India Cuts Water Supply to Pakistan from Baglihar Dam on Chenab River: A Critical Examination Beyond Headlines
How long can India restrict water flow to Pakistan from Baglihar Dam, at what cost to power generation, and what lies beyond symbolic actions?
A Critical Examination Beyond Headlines
— By Karan Bir Singh Sidhu, Retd. IAS
The PTI report, widely circulated across Indian mainstream media on 4 May 2025, declared that “India Cuts Water Supply to Pakistan from Jammu’s Baglihar Dam.” The move was presented as a retaliatory step following the Pahalgam terror attack and in the context of India's suspension of the Indus Waters Treaty.
What most news coverage failed to critically examine, however, is the technical feasibility and sustainability of such a decision—particularly because the Baglihar Dam, situated on the Chenab River in Ramban district of Jammu and Kashmir, is not a storage-based dam but a run-of-the-river hydroelectric project.

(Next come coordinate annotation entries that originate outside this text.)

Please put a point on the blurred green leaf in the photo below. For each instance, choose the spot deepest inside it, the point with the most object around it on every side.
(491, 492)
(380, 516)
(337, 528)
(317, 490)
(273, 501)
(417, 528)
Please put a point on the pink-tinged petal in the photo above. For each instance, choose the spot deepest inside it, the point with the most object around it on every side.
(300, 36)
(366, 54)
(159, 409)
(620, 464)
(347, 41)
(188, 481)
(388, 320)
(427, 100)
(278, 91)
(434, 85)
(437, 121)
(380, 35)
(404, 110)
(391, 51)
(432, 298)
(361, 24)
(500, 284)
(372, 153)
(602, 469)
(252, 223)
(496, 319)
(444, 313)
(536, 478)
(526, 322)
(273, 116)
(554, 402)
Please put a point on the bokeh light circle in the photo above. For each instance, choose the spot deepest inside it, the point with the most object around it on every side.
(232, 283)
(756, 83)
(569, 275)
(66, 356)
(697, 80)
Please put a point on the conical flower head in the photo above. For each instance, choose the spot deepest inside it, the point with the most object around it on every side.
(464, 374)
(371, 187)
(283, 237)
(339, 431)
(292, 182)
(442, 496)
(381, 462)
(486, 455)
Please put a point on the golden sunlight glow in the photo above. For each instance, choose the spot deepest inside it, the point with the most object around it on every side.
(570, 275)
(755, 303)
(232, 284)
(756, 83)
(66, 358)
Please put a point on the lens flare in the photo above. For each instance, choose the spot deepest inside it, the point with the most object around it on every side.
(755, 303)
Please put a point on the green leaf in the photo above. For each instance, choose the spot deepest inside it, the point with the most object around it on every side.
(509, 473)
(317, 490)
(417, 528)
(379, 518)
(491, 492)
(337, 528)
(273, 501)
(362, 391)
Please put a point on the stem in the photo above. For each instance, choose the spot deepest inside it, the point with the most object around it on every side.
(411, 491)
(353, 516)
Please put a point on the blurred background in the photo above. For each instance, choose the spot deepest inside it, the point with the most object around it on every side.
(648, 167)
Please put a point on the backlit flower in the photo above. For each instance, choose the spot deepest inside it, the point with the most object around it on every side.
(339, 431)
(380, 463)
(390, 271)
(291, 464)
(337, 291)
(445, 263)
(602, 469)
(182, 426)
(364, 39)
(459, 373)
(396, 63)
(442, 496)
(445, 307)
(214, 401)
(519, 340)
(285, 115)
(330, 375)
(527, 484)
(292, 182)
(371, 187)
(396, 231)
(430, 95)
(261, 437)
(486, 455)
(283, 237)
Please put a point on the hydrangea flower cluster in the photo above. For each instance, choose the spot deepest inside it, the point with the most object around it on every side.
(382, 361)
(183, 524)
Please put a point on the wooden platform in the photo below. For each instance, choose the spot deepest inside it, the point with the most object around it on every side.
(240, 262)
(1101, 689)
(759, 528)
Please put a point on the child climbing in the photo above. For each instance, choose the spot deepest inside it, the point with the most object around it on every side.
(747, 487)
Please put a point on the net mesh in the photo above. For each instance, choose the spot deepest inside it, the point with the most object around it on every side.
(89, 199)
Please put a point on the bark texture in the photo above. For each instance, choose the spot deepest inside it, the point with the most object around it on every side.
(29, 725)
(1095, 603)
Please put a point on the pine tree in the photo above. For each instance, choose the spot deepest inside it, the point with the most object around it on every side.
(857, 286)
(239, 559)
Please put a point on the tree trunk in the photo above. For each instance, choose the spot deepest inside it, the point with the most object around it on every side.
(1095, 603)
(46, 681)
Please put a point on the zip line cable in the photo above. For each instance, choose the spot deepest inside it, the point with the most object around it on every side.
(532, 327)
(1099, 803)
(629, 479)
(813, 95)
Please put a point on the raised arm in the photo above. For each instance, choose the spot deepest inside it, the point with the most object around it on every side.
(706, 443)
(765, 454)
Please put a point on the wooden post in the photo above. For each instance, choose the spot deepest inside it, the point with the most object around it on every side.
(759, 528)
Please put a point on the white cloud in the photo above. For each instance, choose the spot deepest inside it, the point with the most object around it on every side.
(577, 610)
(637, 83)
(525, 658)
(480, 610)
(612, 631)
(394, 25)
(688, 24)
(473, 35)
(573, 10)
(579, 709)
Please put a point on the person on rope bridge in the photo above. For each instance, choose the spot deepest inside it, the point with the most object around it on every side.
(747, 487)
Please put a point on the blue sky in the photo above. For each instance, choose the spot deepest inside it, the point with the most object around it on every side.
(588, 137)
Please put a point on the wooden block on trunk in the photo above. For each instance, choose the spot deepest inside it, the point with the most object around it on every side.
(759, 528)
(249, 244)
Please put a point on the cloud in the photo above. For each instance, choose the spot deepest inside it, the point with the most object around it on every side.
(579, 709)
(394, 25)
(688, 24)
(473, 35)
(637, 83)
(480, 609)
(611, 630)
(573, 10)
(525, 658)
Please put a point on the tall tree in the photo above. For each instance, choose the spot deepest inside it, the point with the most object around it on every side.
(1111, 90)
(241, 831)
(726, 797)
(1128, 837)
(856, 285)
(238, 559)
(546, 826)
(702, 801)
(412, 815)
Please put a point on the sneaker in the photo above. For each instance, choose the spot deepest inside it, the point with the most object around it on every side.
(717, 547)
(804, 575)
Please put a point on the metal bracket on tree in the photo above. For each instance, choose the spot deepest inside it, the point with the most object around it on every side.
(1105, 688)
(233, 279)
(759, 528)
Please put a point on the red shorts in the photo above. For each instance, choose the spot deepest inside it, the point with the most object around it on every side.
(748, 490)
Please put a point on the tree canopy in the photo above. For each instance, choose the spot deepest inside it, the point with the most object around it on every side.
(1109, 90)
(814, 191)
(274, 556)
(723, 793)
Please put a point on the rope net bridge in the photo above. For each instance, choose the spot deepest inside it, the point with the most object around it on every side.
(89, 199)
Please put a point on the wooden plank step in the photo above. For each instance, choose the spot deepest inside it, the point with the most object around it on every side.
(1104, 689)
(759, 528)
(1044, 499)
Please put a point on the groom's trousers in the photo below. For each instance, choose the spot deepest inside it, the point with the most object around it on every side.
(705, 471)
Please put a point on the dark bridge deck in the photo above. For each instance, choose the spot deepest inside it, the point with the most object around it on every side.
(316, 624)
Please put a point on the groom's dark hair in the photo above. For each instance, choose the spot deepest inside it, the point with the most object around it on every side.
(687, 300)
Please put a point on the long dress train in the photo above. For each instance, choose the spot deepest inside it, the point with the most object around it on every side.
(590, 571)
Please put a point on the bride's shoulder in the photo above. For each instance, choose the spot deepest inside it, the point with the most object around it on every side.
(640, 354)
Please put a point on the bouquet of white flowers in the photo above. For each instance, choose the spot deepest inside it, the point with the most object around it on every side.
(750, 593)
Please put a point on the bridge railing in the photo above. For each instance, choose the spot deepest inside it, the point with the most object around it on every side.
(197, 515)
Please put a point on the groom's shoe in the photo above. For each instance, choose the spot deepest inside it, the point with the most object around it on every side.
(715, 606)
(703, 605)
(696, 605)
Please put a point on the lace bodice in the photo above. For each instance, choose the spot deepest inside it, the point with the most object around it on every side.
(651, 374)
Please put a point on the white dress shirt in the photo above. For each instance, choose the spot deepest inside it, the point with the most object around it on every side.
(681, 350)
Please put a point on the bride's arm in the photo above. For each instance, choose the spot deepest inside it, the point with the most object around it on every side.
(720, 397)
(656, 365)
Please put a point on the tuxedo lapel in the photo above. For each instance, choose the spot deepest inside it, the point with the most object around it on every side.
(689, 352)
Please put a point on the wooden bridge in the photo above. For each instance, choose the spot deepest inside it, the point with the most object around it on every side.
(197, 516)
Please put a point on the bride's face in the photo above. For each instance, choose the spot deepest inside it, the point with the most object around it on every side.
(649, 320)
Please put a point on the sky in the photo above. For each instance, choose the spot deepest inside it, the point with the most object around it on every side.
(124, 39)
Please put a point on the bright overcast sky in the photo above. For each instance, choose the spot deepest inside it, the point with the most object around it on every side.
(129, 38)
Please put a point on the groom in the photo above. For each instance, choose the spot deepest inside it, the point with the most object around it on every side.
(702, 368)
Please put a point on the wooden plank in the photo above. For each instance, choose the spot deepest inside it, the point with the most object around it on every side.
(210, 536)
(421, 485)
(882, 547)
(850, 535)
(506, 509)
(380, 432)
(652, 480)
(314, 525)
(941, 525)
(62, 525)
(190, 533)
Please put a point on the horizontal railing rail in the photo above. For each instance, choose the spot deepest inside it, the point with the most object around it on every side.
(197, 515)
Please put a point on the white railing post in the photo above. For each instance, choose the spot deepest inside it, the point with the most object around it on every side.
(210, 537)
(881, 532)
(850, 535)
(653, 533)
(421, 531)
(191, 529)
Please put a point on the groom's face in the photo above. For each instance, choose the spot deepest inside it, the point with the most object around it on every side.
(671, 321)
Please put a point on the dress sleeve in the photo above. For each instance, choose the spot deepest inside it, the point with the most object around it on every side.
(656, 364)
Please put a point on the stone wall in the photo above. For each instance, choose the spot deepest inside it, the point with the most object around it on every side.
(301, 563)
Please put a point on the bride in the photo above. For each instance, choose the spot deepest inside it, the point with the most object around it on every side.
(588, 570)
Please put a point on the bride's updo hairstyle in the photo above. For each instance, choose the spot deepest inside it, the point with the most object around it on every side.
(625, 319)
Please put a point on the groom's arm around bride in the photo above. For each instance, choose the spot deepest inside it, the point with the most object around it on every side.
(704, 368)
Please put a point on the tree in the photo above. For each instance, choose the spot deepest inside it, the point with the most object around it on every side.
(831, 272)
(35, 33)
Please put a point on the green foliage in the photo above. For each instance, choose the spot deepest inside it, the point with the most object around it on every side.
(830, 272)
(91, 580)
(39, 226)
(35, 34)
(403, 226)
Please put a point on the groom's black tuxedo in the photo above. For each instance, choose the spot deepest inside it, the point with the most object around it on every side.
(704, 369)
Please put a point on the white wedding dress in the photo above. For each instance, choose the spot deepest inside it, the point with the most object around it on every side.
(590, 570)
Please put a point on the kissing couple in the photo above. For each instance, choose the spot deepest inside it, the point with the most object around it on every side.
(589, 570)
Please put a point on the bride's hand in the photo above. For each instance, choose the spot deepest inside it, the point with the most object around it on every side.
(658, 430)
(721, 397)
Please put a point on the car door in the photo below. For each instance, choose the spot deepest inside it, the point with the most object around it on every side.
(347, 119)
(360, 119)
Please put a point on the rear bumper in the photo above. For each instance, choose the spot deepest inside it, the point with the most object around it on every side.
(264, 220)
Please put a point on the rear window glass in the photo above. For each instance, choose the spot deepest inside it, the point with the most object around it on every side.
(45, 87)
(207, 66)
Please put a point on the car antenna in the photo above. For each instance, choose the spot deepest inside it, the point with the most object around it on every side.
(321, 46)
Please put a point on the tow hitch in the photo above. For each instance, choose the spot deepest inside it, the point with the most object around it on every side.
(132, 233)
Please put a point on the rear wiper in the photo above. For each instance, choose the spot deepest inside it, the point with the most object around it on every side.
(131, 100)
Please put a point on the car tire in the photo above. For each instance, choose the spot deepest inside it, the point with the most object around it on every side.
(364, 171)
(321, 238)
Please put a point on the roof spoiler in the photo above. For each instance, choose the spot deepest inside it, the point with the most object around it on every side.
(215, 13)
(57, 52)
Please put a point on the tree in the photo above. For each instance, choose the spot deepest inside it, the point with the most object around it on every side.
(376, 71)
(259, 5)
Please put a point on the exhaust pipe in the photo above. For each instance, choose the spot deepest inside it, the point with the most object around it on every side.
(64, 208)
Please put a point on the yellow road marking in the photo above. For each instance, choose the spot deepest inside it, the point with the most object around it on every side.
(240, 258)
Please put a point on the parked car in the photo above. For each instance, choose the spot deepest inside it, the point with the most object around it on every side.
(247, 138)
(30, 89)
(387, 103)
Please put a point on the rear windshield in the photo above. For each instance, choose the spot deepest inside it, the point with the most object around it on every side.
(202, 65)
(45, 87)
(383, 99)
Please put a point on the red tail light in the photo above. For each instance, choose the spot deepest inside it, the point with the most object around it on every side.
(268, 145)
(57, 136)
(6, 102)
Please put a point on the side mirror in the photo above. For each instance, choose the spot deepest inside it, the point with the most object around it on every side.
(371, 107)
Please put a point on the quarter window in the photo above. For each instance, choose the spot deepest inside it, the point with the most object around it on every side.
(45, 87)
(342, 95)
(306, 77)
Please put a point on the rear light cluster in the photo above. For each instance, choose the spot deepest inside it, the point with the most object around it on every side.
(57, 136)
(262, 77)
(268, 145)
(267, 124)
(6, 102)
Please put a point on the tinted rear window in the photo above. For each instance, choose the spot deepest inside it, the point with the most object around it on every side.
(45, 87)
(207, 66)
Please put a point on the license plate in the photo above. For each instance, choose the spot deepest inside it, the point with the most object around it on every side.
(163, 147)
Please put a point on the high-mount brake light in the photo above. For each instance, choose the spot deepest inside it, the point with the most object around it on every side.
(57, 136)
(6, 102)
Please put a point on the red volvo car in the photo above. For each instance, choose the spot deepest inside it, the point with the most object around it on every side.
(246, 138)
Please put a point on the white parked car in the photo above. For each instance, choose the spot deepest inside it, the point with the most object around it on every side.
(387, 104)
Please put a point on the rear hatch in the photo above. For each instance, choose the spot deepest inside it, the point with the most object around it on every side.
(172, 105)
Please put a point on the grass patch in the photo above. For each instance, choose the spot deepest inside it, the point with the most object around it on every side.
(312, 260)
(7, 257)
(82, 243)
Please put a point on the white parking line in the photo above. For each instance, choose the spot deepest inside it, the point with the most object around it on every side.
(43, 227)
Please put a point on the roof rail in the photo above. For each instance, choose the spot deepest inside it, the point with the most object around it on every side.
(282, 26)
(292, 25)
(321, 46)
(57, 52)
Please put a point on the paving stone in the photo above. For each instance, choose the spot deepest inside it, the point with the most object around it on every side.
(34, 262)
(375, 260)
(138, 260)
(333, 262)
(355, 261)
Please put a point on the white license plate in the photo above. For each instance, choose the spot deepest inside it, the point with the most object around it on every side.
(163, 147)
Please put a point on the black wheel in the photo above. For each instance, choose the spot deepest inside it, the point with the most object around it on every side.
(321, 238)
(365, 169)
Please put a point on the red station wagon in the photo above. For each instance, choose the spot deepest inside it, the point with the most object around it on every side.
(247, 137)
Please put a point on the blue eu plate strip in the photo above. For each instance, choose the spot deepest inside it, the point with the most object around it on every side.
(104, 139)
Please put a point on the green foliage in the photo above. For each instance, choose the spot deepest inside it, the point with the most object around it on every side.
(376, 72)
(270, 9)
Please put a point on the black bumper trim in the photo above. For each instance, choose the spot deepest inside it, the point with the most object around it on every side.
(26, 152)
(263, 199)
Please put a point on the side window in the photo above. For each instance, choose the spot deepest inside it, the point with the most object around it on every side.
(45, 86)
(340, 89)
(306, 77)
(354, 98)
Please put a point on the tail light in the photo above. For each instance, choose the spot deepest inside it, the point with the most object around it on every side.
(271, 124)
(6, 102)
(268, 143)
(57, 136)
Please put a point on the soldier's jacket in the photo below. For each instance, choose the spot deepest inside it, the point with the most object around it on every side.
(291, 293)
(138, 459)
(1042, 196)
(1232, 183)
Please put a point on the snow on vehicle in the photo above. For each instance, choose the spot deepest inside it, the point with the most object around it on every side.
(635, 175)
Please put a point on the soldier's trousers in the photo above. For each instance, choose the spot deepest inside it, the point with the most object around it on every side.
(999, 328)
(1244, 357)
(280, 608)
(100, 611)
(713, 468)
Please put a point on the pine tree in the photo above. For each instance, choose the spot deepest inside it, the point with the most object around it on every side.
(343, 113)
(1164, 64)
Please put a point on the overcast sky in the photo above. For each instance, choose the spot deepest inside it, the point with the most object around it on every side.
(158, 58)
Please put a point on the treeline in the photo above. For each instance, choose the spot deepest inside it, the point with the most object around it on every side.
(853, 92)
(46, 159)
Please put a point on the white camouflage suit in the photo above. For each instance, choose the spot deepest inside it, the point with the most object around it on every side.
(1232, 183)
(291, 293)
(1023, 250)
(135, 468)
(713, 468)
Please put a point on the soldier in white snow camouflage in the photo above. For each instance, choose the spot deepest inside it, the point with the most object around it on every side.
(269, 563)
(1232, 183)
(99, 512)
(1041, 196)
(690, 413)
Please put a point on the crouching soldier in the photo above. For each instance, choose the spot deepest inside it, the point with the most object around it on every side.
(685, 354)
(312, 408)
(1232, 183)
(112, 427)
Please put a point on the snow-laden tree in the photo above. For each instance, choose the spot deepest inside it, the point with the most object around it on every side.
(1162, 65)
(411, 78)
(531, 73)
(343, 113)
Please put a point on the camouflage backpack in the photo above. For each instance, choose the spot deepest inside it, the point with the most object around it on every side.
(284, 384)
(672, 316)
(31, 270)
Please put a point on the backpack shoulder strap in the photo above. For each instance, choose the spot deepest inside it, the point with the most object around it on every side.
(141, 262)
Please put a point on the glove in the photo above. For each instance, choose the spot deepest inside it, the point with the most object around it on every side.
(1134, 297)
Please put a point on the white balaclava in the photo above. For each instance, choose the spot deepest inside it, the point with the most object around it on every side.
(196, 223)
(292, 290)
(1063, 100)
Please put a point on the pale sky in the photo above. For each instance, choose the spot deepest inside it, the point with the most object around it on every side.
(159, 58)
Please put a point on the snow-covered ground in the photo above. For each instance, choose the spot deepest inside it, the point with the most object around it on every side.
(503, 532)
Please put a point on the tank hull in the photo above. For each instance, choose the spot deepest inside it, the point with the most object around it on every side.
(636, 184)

This article attempts to bridge that gap by offering a grounded assessment of the operational realities, geopolitical calculations, and long-term strategic imperatives that are conspicuously absent from media narratives.
Understanding Baglihar: A run-of-the-river project on the Chenab
The Chenab River, one of the western rivers covered under the Indus Waters Treaty, flows westward from Himachal Pradesh through Jammu and Kashmir into Pakistan. The Baglihar Dam, located near Chanderkote village in Ramban district, harnesses its flow to generate hydroelectric power.
Critically, the dam is a run-of-the-river (RoR) facility, which means:
It has minimal storage capacity.
It depends on natural river inflow to operate its turbines.
Water used for electricity generation must be released downstream.
Storage specifications:
Total capacity: 395.95 million cubic metres (0.321 MAF)
Active storage: 32.56 million cubic metres (0.026 MAF)
Pondage (for daily flow regulation): 37.5 million cubic metres (0.030 MAF)
These figures are modest and highlight the technical constraints under which Baglihar operates.
Power generation vs. water restriction: An inherent contradiction
To produce electricity, water must be allowed to flow through the turbines and exit into the river’s downstream course — which means Pakistan continues to receive water.
If the outflow is completely blocked, this leads to:
Rapid filling of the limited reservoir (within 7–10 days),
Shutdown of turbine operations due to backpressure and overspill risk,
Complete halt in power generation — a self-defeating consequence.
Therefore, any claim of cutting off water to Pakistan must be qualified. Unless India is willing to forgo its own electricity generation, a total water restriction is not technically possible at Baglihar.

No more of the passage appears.